🚀 ComfyUI-WaveSpeed: Universal AI Generation Plugin

✨ Features

🎭 Multi-Modal Generation

Support for 20+ AI generation categories including:

Text to Image - Generate images from text prompts
Image to Image - Transform and edit existing images
Text to Video - Create videos from text descriptions
Video to Video - Transform and enhance videos
Text to Audio - Generate audio from text
Image to 3D - Convert images to 3D models
And more...

🎯 Unified Interface

Single Predictor Node - Access 600+ AI models through one node
Dynamic Parameters - Model-specific parameters auto-configure
Fuzzy Search - Quickly find models by name or category
Category Tabs - Browse models by type

⚡ Performance & UX

Smart Caching - Fast model loading after first use (first load: 5-10 seconds)
Progress Indicators - Real-time generation progress
Workflow Support - Save and restore complete workflows
Connection Flexibility - Connect any compatible input/output

📦 Installation

Prerequisites

ComfyUI installed
WaveSpeed AI API Key (free tier available)

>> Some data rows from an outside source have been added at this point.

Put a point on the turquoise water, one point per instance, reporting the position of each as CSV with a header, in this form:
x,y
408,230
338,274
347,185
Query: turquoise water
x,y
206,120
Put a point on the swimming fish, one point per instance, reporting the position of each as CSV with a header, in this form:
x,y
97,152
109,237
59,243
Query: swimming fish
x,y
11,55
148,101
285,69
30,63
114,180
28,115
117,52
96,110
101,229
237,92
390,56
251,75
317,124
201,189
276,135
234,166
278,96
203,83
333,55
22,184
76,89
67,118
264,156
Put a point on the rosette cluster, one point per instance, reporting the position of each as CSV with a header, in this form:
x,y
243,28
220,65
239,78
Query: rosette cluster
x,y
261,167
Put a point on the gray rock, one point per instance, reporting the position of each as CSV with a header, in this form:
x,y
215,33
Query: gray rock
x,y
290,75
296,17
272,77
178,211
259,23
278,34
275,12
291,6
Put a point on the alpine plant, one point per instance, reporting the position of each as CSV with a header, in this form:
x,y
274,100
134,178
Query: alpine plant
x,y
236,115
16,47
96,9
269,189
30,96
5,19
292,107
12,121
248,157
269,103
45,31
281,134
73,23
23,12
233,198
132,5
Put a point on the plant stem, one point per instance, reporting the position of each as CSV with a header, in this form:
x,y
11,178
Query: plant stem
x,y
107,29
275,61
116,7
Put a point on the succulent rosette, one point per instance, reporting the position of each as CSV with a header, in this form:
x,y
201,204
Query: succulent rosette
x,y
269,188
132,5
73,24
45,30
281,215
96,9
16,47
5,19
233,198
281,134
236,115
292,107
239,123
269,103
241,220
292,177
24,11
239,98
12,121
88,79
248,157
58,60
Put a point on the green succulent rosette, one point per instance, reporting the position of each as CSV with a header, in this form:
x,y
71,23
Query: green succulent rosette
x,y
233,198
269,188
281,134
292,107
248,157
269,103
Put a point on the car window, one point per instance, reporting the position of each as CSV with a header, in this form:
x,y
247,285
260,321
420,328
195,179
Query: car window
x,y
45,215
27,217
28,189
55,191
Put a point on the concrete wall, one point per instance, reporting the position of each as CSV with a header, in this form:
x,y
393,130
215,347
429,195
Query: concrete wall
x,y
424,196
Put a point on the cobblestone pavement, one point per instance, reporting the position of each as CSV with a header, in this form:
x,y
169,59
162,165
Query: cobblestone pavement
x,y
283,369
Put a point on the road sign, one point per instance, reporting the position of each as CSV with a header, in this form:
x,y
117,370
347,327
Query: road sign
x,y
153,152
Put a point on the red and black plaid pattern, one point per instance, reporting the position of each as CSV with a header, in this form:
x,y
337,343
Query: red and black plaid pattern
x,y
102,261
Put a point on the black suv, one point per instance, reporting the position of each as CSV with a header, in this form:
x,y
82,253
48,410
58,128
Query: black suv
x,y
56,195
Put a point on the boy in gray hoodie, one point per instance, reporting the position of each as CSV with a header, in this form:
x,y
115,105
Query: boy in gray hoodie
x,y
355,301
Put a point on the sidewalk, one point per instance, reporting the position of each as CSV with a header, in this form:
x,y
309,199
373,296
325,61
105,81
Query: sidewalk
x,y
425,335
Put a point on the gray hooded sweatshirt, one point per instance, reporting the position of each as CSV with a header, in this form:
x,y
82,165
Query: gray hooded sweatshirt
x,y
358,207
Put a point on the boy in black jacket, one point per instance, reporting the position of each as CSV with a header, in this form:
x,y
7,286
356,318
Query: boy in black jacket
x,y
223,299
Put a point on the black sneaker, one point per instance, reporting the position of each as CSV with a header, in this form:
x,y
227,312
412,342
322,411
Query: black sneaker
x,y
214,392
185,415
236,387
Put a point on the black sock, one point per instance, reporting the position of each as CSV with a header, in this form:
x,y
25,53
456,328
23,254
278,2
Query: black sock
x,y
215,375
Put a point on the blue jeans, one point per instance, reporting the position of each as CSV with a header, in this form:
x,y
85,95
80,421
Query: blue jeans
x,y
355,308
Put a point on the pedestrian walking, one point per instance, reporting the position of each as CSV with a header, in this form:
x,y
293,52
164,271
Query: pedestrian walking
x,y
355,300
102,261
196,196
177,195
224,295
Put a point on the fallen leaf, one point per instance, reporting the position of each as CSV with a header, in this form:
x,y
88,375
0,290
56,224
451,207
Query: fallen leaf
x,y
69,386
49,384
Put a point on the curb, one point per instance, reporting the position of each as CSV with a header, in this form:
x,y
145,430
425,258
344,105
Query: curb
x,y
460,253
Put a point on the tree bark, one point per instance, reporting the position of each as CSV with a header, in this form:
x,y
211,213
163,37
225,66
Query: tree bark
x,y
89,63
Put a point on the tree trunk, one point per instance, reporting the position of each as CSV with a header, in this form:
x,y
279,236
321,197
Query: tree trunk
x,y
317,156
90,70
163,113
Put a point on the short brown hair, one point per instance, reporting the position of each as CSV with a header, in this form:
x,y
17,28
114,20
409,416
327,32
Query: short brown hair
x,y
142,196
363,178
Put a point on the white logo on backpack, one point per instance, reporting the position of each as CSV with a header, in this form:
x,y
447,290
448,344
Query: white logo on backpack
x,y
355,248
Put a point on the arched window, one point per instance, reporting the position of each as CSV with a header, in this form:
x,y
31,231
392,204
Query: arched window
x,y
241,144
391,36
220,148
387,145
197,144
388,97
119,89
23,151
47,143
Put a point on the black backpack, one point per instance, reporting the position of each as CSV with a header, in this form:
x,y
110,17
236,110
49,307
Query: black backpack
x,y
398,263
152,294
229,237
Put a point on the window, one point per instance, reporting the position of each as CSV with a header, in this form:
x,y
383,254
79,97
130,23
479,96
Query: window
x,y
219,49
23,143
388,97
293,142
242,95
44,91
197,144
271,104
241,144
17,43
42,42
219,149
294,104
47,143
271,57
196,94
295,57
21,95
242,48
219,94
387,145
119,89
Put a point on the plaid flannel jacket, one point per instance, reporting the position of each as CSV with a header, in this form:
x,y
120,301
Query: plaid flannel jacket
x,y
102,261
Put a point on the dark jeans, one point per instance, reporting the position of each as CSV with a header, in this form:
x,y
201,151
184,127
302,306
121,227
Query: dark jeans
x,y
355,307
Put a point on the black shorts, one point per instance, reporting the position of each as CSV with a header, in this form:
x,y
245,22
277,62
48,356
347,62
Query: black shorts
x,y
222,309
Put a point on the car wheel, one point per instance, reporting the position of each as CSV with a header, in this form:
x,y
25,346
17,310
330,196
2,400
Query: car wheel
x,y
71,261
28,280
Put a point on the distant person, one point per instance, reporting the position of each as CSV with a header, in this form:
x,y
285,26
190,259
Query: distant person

💡 Built on: ComfyUI v0.8.2 (Frontend v1.35.9)

Installation Steps

Step 1: Clone the plugin

cd ComfyUI/custom_nodes
git clone https://github.com/WaveSpeedAI/wavespeed-comfyui.git
cd wavespeed-comfyui

Step 2: Find ComfyUI's Python path

Start ComfyUI and check the console output for:

** Python executable: D:\Projects\ComfyUI\.venv\Scripts\python.exe

Copy that path.

Step 3: Install dependencies

Use the Python path from Step 2:

# Windows example:
D:\Projects\ComfyUI\.venv\Scripts\python.exe -m pip install -r requirements.txt

# Linux/Mac example:
/home/user/ComfyUI/.venv/bin/python -m pip install -r requirements.txt

Step 4: Restart ComfyUI

Close and restart ComfyUI. You should see WaveSpeed nodes available.

⚠️ Why this matters: If you just run pip install -r requirements.txt, it might install to the wrong Python environment, causing ModuleNotFoundError.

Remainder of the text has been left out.